The postMessage function was moved up to the window object instead of the document object:


Opera 9.51:
javascript:alert(window.document.postMessage); => "undefined"
javascript:alert(window.postMessage); => "function postMessage() { [native code] }"

http://lists.whatwg.org/pipermail/commit-watchers-whatwg.org/2007/000188.html

Does it work with Opera Kestrel and POST method please?

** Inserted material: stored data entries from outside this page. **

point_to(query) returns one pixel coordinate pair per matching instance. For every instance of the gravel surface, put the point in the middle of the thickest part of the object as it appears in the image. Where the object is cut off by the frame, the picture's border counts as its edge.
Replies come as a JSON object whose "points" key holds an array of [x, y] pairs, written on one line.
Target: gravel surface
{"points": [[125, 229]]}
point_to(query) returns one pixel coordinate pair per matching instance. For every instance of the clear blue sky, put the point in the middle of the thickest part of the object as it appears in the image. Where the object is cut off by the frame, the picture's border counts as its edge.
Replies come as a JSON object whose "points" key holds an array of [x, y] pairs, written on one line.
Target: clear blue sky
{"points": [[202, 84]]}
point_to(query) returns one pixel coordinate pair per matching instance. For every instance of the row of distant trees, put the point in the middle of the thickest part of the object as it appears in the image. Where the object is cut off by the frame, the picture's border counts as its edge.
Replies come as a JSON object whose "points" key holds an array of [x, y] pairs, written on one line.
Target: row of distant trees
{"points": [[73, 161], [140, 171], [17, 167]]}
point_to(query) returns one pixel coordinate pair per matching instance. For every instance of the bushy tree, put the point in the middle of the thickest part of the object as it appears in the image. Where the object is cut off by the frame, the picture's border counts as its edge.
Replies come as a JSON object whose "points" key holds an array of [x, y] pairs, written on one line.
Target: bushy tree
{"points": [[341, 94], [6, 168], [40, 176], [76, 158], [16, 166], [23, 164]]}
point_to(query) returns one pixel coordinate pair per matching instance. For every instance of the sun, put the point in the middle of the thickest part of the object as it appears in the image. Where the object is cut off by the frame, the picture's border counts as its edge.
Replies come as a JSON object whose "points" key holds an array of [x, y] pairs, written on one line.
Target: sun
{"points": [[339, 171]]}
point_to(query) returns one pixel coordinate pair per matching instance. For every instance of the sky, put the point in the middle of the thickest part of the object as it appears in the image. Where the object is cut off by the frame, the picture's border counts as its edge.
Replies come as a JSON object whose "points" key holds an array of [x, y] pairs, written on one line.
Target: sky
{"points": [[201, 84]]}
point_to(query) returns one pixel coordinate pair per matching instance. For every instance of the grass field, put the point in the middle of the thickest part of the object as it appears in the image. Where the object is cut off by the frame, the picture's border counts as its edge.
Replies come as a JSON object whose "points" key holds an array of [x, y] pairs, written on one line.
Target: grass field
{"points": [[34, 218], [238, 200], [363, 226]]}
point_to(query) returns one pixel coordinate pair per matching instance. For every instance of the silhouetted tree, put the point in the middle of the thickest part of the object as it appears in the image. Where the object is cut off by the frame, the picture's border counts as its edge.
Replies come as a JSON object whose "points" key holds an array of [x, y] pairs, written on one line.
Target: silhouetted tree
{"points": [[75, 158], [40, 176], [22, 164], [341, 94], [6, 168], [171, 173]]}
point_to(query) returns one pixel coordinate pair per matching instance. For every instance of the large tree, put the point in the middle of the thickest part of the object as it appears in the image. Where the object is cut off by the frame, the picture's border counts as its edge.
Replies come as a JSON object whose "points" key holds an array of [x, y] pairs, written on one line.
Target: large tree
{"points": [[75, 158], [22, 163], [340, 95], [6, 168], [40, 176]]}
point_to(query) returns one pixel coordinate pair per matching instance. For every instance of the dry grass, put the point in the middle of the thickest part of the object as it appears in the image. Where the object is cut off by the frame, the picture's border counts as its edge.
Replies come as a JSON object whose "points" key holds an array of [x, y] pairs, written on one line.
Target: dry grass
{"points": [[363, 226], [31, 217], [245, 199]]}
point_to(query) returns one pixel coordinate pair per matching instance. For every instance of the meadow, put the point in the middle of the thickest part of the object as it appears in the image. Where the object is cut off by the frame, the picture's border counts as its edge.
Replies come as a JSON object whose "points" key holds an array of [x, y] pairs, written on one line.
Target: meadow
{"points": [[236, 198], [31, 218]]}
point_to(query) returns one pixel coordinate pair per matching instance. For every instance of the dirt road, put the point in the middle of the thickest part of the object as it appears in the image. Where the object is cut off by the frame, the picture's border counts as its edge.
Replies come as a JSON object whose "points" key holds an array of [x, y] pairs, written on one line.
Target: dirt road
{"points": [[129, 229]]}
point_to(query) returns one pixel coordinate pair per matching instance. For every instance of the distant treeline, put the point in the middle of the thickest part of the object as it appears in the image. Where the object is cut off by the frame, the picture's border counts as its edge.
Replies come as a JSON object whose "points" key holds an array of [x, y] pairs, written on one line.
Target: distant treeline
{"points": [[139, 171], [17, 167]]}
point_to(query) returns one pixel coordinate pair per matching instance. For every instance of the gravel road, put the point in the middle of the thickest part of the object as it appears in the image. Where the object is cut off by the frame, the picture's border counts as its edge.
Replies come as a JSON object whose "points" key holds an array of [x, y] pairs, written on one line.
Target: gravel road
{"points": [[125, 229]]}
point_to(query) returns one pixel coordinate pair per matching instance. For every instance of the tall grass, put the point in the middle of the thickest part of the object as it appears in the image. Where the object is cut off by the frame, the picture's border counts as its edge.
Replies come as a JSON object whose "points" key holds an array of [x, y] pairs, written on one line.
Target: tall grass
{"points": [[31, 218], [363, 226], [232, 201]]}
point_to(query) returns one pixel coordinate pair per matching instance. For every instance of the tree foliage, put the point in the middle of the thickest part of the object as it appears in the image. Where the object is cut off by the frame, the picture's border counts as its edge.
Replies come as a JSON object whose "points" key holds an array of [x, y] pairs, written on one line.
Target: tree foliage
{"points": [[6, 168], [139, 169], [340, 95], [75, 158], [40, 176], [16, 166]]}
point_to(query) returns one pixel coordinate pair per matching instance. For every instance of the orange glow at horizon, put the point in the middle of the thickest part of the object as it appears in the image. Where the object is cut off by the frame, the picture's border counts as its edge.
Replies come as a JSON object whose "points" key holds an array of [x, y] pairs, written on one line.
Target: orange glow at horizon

We can't store data safely, we can't use XMLHttpRequest with Cross-domain easily in UserJS whereas it's possible with Widgets...
Opera's developpers hate UserJS or...?

Does this script still work as intended in Opera 9.5? I have some problems get it running in the new version. Maybe there are some changes required because of the thing Smir has pointed out...

Error:
name: TypeError
message: Statement on line 97: Cannot convert undefined or null to Object
Backtrace:
  Line 97 of User JS script : In function resetFunctionsCall
    		setTimeout.call = parseInt.call = postMessage.call = opera_addEventListener.call =
  Line 325 of User JS script : In function XMLHttpRequestCD
    			resetFunctionsCall();
  Line 264 of User JS script : In function addadvedit_load
                    var xmlHttp = new opera.XMLHttpRequest();

Originally posted by Jan_Rei:

Does this script still work as intended in Opera 9.5?

No, I uploaded a fix.
Refer to the 1st links.

I'm afraid it doesn't appear to be working in 9.52.

It creates the iframe and goes off and gets the data but onreadystatechange and onload do not appear to fire

I even uncommented window.alert("onreadystatechange: "+this.readyState); in the source but get no alerts.

urgh !!
Opera bug, window.parent is unaccessible.